誰が何のために作ったのかすら分からぬ遺跡は、その神殿の如き上部を海上に見せながら、今も、広がる海の中にぽつんと佇んでいる。
そこに近付く二艘の小舟と、離れ行く一隻の帆船があった。
「旦那ぁー。また三日後に来やす。お達者でー」
「ありがとう、船長」
小舟から帆船へ手を振り返しているのは、耳が隠れる程度の長さに切り揃えられた若草色の髪を、海風に靡かせる二十半ばの男性であった。
甘く、柔らかな顔をした彼の名はファルコン。
ピュテルの町の冒険者ギルド『鉄骨竜の牙』に属するAランク冒険者である。
小舟の上には、彼の他にも、同じパーティーメンバーが荷物と共に乗っていた。
内、戦士二人が、櫂を用い、船を漕いでいる。
力強い櫂の動きと魔法の力で進む二艘の小舟は、次第に遺跡へと近づき、容易に接岸を果たした。
人工物にも見える石面に、二組の冒険者パーティーが上陸する。
一組は、ファルコンパーティー。
そしてもう一組は、王都の冒険者ギルド『金獅子の爪』に属する、朱色の槍を振るう灼髪のイプシロン率いる、Aランク冒険者パーティーであった。

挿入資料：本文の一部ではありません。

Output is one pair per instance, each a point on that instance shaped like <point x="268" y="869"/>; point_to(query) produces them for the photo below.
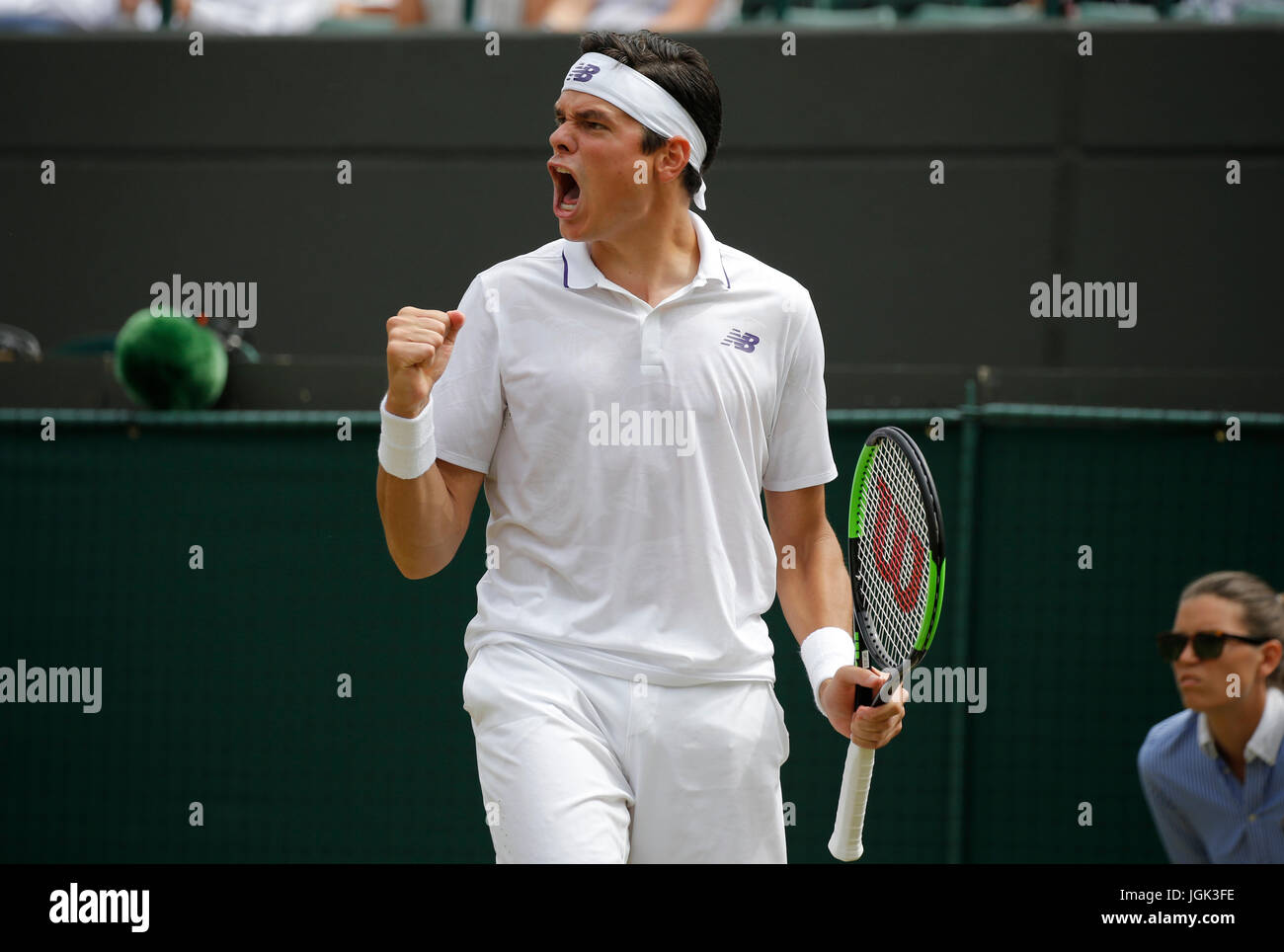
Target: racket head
<point x="895" y="551"/>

彼らは小舟につないだ太い縄を、近くの柱に括り付け、遺跡の中へと向かう。
警戒しながら、下り階段へと進む十人。
最後尾を歩くイプシロンが、神経質そうな目でファルコンを見て、尋ねた。
「以前と、何か違いがあるか?」
「いいえ。ありませんね……つい先日訪れた時と、何一つ」
「そうか。何か違和感があれば、何でも言ってくれ。戦いは兎も角、俺達は遺跡調査は不慣れでな」
「その為の我々ファルコンパーティーです。ご安心を」
ファルコンは、そう言いながら、王から受けた命を思い出していた。
ピュテルの町から呼び出されたファルコンパーティーに与えられた命令。
それは、最深部へと向かうイプシロンパーティーの案内と護衛であった。
先日再調査を終えたばかりの遺跡へ、再び潜る理由。
それは、この場に居る十名全員が知っていた。
レオニード王より直接伝えられた、太陽教教皇アポロの予言。
東の遺跡にて復活する双子の悪魔。
双子の悪魔によりもたらされる災い。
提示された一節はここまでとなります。